Q: Doesn't an AI doing what we ask constitute an emotion, wanting to please us? That is not an emotion, it is something the AI is constructed to do. My hammer head is not hard because it wants to hit things without being damaged, it was just made that way through a series of forced chemical reactions. Some person wanted it to turn out that way, but the object itself does not want anything. Our AI can use its intelligence to diagnose diseases because it was made to do that, and it does require real intelligence to do that, it does not require desires or emotions. AI can beat the world champions in technical results just because it is better at interpreting the data and situations than they are.
AI is limited to X, Y, Z (Markov processes, it cannot process emotions without emotions, etc). No. There is no reason an AI cannot simulate, using a model, anything a human could do. Imagine a highly intelligent police detective. She can have an extensive mental model of a serial killer that kidnaps, rapes, tortures and kills children.

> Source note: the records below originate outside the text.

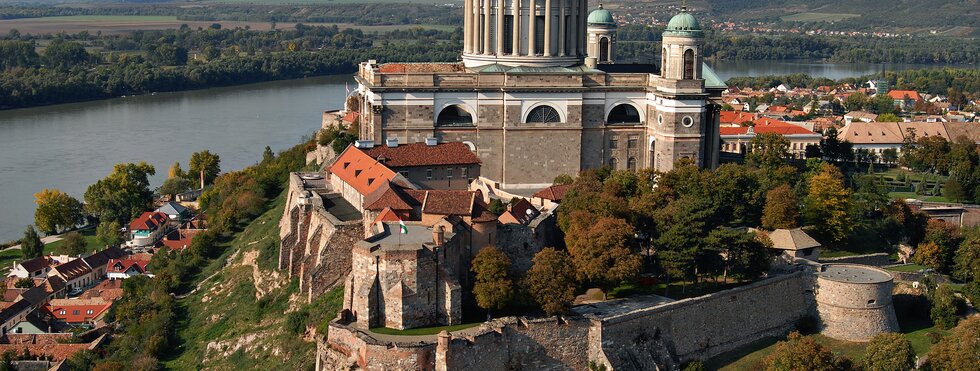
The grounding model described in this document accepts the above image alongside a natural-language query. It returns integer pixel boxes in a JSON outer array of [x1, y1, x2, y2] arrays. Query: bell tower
[[588, 4, 616, 64]]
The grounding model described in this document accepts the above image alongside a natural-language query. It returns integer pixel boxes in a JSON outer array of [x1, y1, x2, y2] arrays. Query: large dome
[[589, 4, 616, 25], [664, 8, 701, 36]]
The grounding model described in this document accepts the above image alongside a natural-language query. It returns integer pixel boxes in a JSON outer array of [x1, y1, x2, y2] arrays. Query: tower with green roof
[[587, 4, 617, 63]]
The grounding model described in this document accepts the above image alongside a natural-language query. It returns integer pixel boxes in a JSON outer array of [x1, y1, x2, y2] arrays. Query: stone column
[[511, 0, 521, 55], [527, 0, 538, 57], [544, 0, 552, 57], [558, 0, 568, 57], [463, 0, 473, 54], [493, 0, 507, 56], [483, 0, 493, 55]]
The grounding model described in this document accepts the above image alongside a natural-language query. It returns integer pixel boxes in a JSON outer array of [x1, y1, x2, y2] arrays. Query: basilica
[[353, 0, 726, 189]]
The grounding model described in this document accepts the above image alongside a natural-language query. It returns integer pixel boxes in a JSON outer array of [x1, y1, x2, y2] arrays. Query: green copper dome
[[589, 4, 616, 25], [664, 8, 702, 36]]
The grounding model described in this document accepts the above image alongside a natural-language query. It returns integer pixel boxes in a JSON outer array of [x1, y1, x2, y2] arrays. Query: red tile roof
[[531, 184, 572, 202], [888, 90, 922, 100], [330, 145, 395, 196], [364, 142, 480, 168], [44, 298, 112, 323], [129, 211, 168, 231], [718, 118, 816, 135]]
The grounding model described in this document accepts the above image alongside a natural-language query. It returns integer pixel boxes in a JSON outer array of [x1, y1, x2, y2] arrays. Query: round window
[[681, 116, 694, 128]]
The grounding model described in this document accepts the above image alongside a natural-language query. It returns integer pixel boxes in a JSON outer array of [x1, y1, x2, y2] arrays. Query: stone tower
[[463, 0, 588, 68], [651, 8, 713, 171], [588, 4, 616, 63]]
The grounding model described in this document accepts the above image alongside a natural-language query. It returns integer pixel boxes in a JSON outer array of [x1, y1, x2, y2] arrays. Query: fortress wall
[[600, 272, 813, 369], [820, 253, 892, 267], [436, 317, 590, 371]]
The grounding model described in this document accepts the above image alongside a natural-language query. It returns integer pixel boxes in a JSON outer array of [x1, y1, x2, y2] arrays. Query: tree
[[929, 316, 980, 370], [929, 283, 959, 330], [762, 331, 837, 371], [470, 247, 514, 320], [95, 220, 123, 247], [803, 164, 853, 243], [526, 247, 575, 315], [157, 178, 194, 199], [34, 188, 85, 234], [20, 225, 44, 259], [85, 162, 156, 224], [190, 150, 221, 188], [762, 184, 800, 230], [565, 211, 642, 295], [864, 332, 915, 371], [57, 232, 88, 256]]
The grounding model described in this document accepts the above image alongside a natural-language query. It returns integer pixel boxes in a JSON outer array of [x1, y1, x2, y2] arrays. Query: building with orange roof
[[719, 117, 823, 158]]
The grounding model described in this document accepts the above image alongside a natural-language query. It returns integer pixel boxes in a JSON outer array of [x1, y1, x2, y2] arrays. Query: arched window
[[525, 106, 561, 124], [684, 49, 694, 80], [606, 103, 640, 125], [436, 104, 473, 126], [599, 37, 609, 62]]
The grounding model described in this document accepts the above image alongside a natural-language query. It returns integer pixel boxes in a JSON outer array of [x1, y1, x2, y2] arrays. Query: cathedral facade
[[354, 0, 726, 189]]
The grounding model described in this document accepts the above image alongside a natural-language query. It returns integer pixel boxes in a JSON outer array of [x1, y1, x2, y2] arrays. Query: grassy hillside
[[164, 195, 343, 370]]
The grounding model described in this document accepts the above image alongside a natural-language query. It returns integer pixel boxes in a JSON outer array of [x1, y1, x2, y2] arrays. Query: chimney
[[432, 225, 446, 246]]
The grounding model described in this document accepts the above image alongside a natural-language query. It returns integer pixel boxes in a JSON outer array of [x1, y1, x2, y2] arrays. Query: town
[[0, 0, 980, 370]]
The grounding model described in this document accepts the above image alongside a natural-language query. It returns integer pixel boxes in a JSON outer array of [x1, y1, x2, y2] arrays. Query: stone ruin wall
[[597, 272, 814, 370], [279, 173, 364, 301]]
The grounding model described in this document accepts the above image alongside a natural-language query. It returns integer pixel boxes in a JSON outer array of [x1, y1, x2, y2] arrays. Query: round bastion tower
[[815, 264, 898, 341], [588, 4, 616, 63], [463, 0, 588, 68]]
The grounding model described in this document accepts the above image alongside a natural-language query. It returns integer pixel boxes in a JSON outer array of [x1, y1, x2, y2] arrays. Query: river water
[[0, 61, 964, 241]]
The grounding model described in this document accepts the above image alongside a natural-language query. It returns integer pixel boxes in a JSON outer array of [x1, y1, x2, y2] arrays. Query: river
[[0, 61, 964, 241]]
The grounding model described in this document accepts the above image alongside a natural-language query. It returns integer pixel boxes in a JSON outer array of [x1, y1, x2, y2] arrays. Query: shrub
[[864, 333, 915, 371]]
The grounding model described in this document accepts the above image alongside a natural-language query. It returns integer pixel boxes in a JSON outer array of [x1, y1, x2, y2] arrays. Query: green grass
[[782, 12, 861, 22], [371, 322, 483, 336], [887, 264, 926, 272]]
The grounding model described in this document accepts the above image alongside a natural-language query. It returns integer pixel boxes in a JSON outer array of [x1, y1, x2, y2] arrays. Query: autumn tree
[[95, 220, 123, 247], [803, 164, 852, 243], [34, 188, 85, 234], [470, 247, 514, 321], [762, 331, 837, 371], [929, 316, 980, 370], [565, 211, 643, 295], [57, 232, 88, 256], [762, 184, 800, 230], [190, 150, 221, 188], [525, 247, 575, 315], [85, 162, 156, 227], [929, 284, 959, 330], [20, 225, 44, 259], [864, 332, 915, 371]]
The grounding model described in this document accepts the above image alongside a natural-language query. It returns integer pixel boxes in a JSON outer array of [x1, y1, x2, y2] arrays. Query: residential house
[[769, 228, 820, 263], [82, 247, 127, 280], [364, 139, 480, 190], [844, 111, 878, 125], [7, 256, 51, 278], [108, 254, 153, 280], [44, 298, 112, 327], [719, 118, 823, 158], [51, 259, 96, 293], [497, 198, 541, 225], [126, 211, 170, 247], [157, 201, 194, 225]]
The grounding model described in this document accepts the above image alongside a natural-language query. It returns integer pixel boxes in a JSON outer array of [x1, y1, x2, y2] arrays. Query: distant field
[[0, 15, 455, 34], [782, 12, 861, 22]]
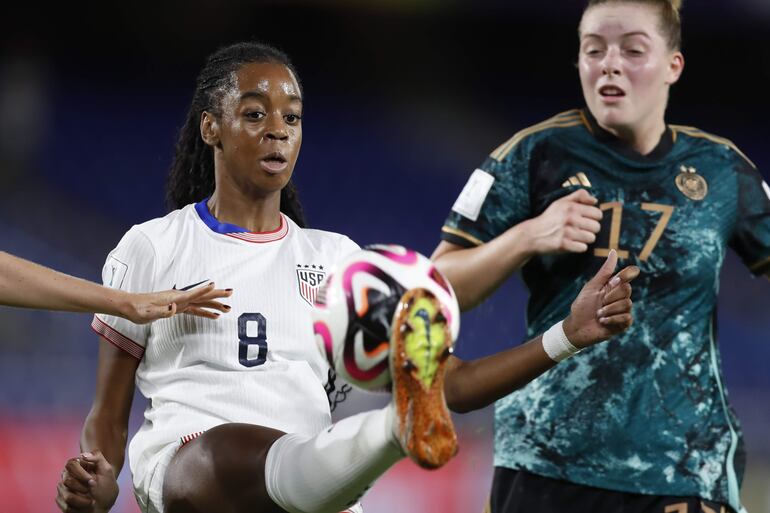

She can use that mental model to process patterns of his behavior and gain insight into his motivations and his compulsions in order to capture him. She does not have to feel what he feels, not in the slightest, to understand what he feels. A physicist doesn't have to BE an atom or particle to understand patterns and develop a model of them. Doctors do not have to BE autistic to model and understand autism. An AI doesn't have to BE a person or have emotions in order to understand how emotions work or drive people to take action (or not take action).